Allow me an aside. When I reached the third in my time travel series, Till the End of Time, I had grown sick of writing the female lead character. Each book would star the hero, Alex Balfour, as he flitted helplessly back and forth in time, while in the present, his girlfriend, Molly, would have her own parallel adventure. By the third book, this structure had grown cumbersome and onerous, so I thought, what the hell, I'll kill the love interest off. Big mistake. I can't say I had all that many readers, (if I did I'd still be writing the series) but those I did have howled when Molly died. Whenever I did a reading or library event, the chorus was always the same: bring Molly back, which I eventually did in In Time of War. It was tricky to pull off, but I figured, it's a time travel book, is anyone ever really dead?


Anyway, the Ray Banks, Cal Innes, series I'm reading: Saturday's Child, and Sucker Punch are available in the U.S. The third and fourth books, Donkey Punch and No More Heroes are available as imports and will be published in this country in 2010 and 2011.

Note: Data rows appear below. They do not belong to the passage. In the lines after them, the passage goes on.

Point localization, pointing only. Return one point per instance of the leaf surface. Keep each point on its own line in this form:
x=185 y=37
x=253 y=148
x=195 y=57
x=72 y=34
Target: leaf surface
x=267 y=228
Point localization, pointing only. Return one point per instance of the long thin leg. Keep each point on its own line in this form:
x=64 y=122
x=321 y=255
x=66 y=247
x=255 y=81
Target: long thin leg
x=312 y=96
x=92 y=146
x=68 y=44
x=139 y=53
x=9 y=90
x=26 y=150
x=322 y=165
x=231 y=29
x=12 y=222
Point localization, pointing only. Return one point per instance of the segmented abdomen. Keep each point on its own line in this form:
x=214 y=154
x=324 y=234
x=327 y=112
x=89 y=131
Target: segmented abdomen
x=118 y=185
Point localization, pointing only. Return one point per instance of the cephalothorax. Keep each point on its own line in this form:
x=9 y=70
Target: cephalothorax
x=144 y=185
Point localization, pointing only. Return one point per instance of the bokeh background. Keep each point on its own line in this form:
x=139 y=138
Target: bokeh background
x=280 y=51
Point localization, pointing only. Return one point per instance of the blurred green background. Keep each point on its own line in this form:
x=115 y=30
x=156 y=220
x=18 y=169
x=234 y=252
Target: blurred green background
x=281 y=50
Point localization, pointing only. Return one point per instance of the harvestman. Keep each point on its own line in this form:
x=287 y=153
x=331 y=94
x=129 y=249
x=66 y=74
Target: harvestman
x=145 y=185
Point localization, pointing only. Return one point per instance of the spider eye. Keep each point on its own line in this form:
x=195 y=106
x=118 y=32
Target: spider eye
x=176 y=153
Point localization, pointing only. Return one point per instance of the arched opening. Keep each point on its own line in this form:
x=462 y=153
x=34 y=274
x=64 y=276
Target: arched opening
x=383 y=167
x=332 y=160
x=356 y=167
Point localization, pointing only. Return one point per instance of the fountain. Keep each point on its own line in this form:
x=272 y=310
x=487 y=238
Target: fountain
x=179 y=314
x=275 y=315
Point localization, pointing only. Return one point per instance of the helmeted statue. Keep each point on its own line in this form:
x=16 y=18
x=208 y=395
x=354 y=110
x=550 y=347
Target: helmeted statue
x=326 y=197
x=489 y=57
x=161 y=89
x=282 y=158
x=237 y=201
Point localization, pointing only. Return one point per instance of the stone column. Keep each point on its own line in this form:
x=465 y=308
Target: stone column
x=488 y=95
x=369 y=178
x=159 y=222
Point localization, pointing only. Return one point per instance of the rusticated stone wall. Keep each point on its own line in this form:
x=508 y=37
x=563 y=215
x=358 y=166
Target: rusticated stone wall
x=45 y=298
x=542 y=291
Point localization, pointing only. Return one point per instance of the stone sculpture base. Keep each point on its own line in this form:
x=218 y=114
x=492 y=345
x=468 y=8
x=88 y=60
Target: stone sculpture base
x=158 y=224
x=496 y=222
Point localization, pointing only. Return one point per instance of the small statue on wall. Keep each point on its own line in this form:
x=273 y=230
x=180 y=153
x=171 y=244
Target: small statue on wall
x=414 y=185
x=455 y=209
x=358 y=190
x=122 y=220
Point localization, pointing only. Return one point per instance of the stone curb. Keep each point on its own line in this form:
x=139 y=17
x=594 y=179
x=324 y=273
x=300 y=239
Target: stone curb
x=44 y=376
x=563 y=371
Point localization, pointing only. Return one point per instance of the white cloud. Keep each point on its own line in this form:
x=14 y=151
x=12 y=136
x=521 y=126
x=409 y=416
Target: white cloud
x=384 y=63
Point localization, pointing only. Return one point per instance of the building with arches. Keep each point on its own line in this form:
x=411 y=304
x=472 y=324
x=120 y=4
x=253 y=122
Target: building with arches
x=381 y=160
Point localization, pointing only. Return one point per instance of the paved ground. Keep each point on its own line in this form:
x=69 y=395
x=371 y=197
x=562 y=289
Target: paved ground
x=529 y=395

I'm reading them out of order. I reviewed, glowingly, the second book, Sucker Punch, and loved it so much I ordered the first book from Amazon just for my own reading pleasure. I never do that. When you're facing a continual stream of Books That Must Be Read you just don't have the time or the energy to read on the side for fun. That shows you how much I love Banks' books.


His hero Cal Innes is a hard lad from Manchester who has done time and after prison turned himself into a sort of private eye. He works out of a boxing gym and is always trying to stay on the straight and narrow, but his criminal connections are strong, the police are always attempting to jail him and his penchant for extreme violence keeps him one small misstep away from a serious beating, (he gets plenty of those) a new stretch in jail, or death. He's a great character.


The usual author and publisher modus is to establish a character and a series commercially and then milk it until there's not a drop of either blood or money left in the concept. And who can blame them? That's what I'd like to do. (Are you aware that there are now 37 books in the Robert Parker, Spenser series?) But that's not what Banks has done with Cal Innes. He changes from book to book, and what he does to Cal in the last book is stunning indeed. If you'd like to know what happens eventually to Cal Innes, you can find out here in an interesting discussion about this question. If you want to read the series and discover on your own, all four of the books can be found on Amazon.


All that aside, it's Banks' writing that is so flat out wonderful. Funny, noir, an original voice that at times is beyond comprehension, at least for American readers. I'm going to give you a chunk of it to show you what I mean. This is from the first book, Saturday's Child. The speaker is a character, Mo, who is Cal's enemy. He and his mates are in a nightclub:


“So Baz went straight for the bar with a proper thirst on and me and Rossies held back, scanned the territory. I always like to keep Rossie with us, because he looked like a card-carrying hard fuck when he needed to. He stopped any bother before it happened. It were still early, but it seemed like they was rolling out tunes especially for me. This one's a fucking thumper for the Tiernan lad, welcome to the club, and the punters'll be lining up round the fuckin' block to buy.

“Oi oi, you lahky peep-holes. N-tsh-n-tsh-n-tsh.

“Business went fast, kept the night banging underfoot. I sorted it out, got me turnover turned over sharpish, like. A half-decent DJ spinning. And some blond piece wanted a piece of Mo. I had to knock her back, like. Not that I were one not to mix business and pleasure, but she had tan lines and smelled rank.

'What's that perfume, love?' I said.

'J-lo!' she shouted. 'Does it suit us, you think'?

'Well, you got the arse for it.'

“She got all pissy at that, but what the fuck were I supposed to say? She were fat as yer mother. More in Rossie's league, know what I mean? He'd fuck mud, If mud'd have him.”


I could go on and quote the entire book. If you like original characters, dialogue like the above, a bit of violence and some laughs, hunt down Ray Banks. Then you can come back here and thank me for it.